Although conversations around mental health are beginning to take place more frequently and honestly, the voices of black and brown people suffering with mental-health issues are rarely heard
The excitement around The Colour Of Madness was immediately clear online, and with it came a new hypervisibility that Walcott now had to navigate – including voicing her opinions publicly and potentially being trolled online for it, as seen with an interaction she had with Piers Morgan. She received a media request from ITV to appear on Good Morning Britain (GMB). “At first, I didn’t realise that it was GMB contacting me,” she says. “I’ve disconnected from Piers Morgan in a very deliberate way for years now, so at first I didn’t connect the dots.”
Walcott was asked to join a debate on the term “womxn” and its inclusivity, which she thought was strange as she had never expressed any specific opinions about the term in any of her work. “I started looking for a more appropriate black woman for the job, but soon it became apparent that this was in fact Piers Morgan’s onanistic celebration of his own self-importance,” she says.
Walcott decided that the best thing to do was for her to publicly reject the opportunity. “I wanted to express my disgust at how previous guests who I deeply admire, like Professor Kehinde Andrews, Munroe Bergdorf and Ash Sarkar, had been treated. I did this in the hope that it would encourage future guests to turn down the slot, too. It’s traumatic to put yourself through that. It’s traumatic to watch experts in these fields go head-to-head with people who have no lived experience, and haven’t deigned to research what they’re talking about. There are better platforms.”
Walcott’s tweet went viral – even provoking a response from Piers himself – which she swiftly shut down. And, yet, she found the response more positive that she was expecting. “Of course you had the standard set of Piers fans who came to cause ruckus, but Piers has so many enemies that for every nasty commenter, there were about 10 voices of reason to combat it.

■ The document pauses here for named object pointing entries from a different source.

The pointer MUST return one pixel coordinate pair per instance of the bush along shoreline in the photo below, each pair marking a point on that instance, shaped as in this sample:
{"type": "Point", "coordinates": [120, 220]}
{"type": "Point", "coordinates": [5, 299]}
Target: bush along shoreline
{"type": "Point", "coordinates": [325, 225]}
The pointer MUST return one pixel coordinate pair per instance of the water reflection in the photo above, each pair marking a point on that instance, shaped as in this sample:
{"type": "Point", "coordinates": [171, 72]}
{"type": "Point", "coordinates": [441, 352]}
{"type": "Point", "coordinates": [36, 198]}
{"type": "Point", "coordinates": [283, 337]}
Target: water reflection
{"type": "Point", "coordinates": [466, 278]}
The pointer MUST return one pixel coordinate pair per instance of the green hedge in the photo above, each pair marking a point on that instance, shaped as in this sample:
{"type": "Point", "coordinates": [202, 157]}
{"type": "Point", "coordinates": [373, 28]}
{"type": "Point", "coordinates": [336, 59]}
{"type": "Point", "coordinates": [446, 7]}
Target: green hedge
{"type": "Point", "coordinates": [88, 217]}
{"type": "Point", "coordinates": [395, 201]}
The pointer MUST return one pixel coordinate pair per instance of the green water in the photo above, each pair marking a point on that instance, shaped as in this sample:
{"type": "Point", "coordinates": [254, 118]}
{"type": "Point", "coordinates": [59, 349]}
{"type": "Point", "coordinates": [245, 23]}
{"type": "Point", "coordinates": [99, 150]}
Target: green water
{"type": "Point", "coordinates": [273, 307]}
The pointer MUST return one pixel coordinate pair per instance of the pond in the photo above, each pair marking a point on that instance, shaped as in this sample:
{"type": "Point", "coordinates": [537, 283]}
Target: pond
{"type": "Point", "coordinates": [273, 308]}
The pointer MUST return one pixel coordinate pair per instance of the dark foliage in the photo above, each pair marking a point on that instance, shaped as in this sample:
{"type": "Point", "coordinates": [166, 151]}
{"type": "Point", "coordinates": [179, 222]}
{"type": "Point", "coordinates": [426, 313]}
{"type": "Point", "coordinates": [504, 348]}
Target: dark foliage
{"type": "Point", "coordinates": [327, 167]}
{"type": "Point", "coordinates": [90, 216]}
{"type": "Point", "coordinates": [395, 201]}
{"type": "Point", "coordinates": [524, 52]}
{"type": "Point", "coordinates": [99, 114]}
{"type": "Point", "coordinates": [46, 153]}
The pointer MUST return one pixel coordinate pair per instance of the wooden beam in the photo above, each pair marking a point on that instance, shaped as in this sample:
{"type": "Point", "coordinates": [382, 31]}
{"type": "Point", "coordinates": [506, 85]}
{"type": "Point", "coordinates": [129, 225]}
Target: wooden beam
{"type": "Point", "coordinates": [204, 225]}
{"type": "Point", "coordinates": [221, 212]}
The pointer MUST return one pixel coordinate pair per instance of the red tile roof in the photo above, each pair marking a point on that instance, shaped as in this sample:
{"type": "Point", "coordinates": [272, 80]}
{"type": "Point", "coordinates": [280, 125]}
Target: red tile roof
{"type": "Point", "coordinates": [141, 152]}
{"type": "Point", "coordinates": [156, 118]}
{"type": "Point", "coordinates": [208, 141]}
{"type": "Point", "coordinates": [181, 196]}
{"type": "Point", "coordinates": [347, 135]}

I honestly just put my phone on silent and went about my day.
“Ultimately, not going on the show has done more for my career than going on it ever would have, so thanks, Piers! It amplified lots of my projects, and I had a lot of private messages of support and thanks, including from one of the previous guests I had defended.”

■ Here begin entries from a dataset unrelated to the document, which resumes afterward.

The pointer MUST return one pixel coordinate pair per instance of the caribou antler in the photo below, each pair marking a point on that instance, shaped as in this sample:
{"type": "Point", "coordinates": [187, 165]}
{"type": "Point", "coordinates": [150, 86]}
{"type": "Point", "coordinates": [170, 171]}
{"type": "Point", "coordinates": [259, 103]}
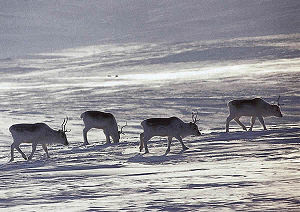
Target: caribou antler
{"type": "Point", "coordinates": [121, 131]}
{"type": "Point", "coordinates": [63, 125]}
{"type": "Point", "coordinates": [194, 117]}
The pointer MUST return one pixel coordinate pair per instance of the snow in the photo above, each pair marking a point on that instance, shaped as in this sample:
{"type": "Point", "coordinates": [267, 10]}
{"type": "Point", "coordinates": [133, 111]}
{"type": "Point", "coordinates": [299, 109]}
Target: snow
{"type": "Point", "coordinates": [233, 171]}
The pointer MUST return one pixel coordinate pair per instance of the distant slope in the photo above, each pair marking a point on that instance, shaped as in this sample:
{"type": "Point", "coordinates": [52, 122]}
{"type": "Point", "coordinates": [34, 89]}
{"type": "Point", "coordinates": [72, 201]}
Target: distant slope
{"type": "Point", "coordinates": [37, 26]}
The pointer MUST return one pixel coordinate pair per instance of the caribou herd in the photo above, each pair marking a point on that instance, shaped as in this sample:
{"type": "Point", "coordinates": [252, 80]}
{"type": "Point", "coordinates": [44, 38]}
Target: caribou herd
{"type": "Point", "coordinates": [173, 127]}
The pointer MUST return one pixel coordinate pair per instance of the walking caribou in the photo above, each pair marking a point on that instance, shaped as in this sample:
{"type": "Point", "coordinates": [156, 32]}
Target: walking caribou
{"type": "Point", "coordinates": [256, 108]}
{"type": "Point", "coordinates": [104, 121]}
{"type": "Point", "coordinates": [38, 133]}
{"type": "Point", "coordinates": [169, 127]}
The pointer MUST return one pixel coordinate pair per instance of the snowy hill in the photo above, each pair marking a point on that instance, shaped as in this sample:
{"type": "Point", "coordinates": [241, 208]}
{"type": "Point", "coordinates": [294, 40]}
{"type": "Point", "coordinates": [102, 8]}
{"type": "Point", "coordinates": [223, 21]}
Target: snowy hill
{"type": "Point", "coordinates": [38, 26]}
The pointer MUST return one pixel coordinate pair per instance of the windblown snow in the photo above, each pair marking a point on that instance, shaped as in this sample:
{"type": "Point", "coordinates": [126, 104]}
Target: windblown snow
{"type": "Point", "coordinates": [151, 76]}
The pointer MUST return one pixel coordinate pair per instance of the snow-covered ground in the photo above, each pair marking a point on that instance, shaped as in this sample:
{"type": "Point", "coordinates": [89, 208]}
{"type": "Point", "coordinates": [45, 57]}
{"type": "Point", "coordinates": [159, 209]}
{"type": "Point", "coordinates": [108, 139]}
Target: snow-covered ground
{"type": "Point", "coordinates": [239, 170]}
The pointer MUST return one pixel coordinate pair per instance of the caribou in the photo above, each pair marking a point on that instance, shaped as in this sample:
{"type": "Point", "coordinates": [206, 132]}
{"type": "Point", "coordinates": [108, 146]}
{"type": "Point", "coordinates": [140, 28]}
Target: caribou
{"type": "Point", "coordinates": [38, 133]}
{"type": "Point", "coordinates": [255, 108]}
{"type": "Point", "coordinates": [104, 121]}
{"type": "Point", "coordinates": [168, 127]}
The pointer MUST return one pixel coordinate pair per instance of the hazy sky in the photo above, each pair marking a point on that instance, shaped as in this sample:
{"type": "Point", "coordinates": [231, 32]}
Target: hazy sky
{"type": "Point", "coordinates": [31, 26]}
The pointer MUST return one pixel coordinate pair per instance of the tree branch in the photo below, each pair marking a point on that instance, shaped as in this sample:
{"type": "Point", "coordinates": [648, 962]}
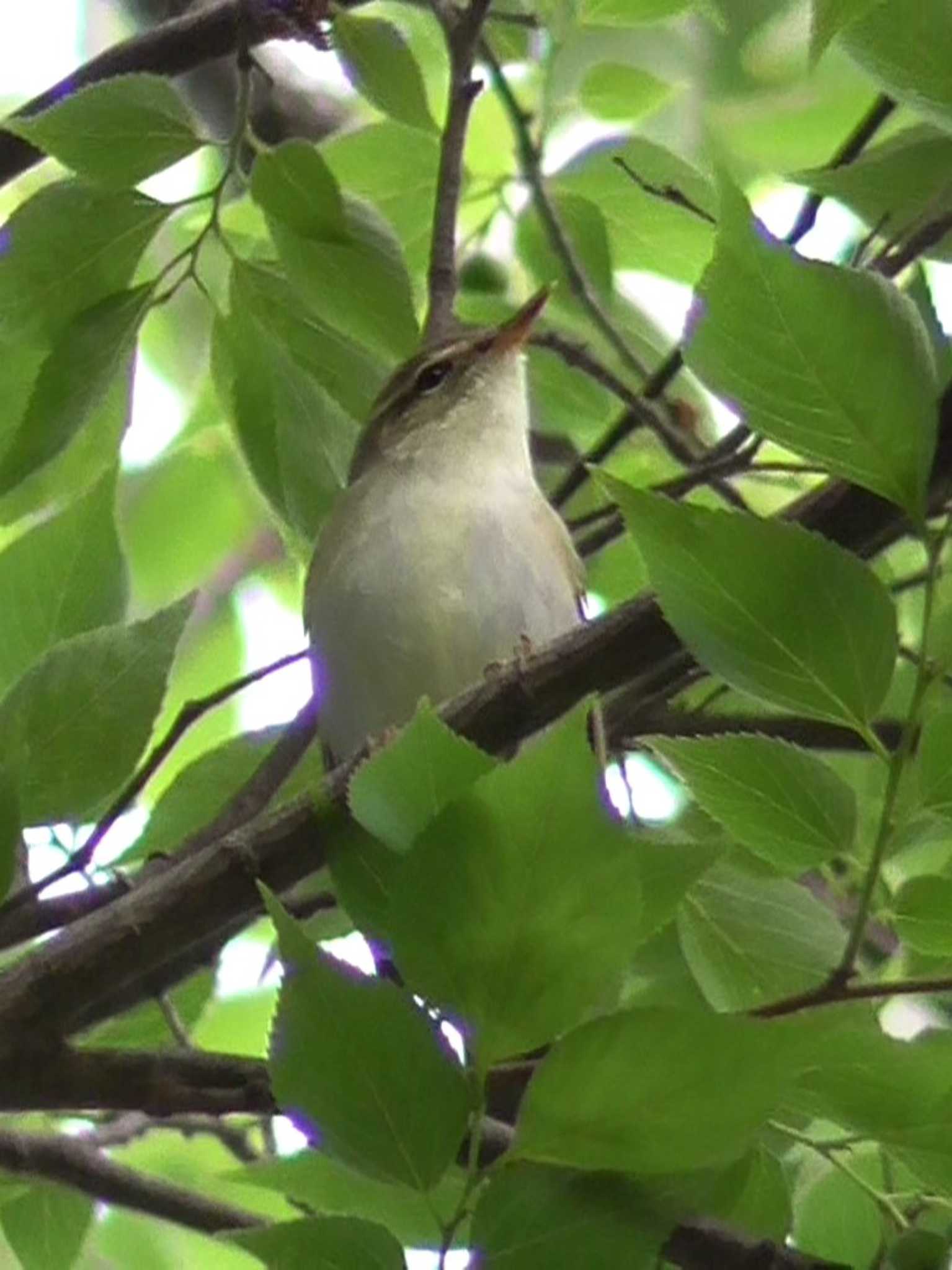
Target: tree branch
{"type": "Point", "coordinates": [657, 384]}
{"type": "Point", "coordinates": [74, 1162]}
{"type": "Point", "coordinates": [532, 171]}
{"type": "Point", "coordinates": [463, 33]}
{"type": "Point", "coordinates": [172, 48]}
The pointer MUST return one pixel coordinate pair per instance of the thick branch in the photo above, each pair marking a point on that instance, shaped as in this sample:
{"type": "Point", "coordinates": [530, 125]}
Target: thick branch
{"type": "Point", "coordinates": [162, 1082]}
{"type": "Point", "coordinates": [75, 1162]}
{"type": "Point", "coordinates": [172, 918]}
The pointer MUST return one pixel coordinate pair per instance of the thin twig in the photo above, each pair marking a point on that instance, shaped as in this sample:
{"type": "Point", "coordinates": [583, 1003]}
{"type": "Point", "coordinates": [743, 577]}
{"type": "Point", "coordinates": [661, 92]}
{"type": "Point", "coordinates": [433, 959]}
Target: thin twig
{"type": "Point", "coordinates": [463, 33]}
{"type": "Point", "coordinates": [659, 381]}
{"type": "Point", "coordinates": [667, 193]}
{"type": "Point", "coordinates": [531, 168]}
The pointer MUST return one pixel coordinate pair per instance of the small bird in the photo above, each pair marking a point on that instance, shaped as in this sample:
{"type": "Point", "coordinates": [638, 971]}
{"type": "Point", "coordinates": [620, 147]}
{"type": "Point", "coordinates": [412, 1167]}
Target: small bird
{"type": "Point", "coordinates": [442, 557]}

After a hectic year of conceptualising, editing and promoting The Colour Of Madness, alongside working on her dissertation, Walcott finally has time to reflect on the work she and Linton have done and the conversations that have been sparked. She believes that dialogue about mental health within black and brown communities is not only getting easier to have, but it’s finally starting to happen on our terms.
“Just like with this GMB experience, I’m delighted to see people of colour talking about these things among ourselves,” she says. “We’re turning our backs on voyeuristic spaces, with people who have no vested interest in our success and health. Conversations about our health in our communities should happen within our communities because we are the experts here. That’s why I’m seeking to platform our voices and our work with this anthology – and if others can learn from our expertise, then all the better.”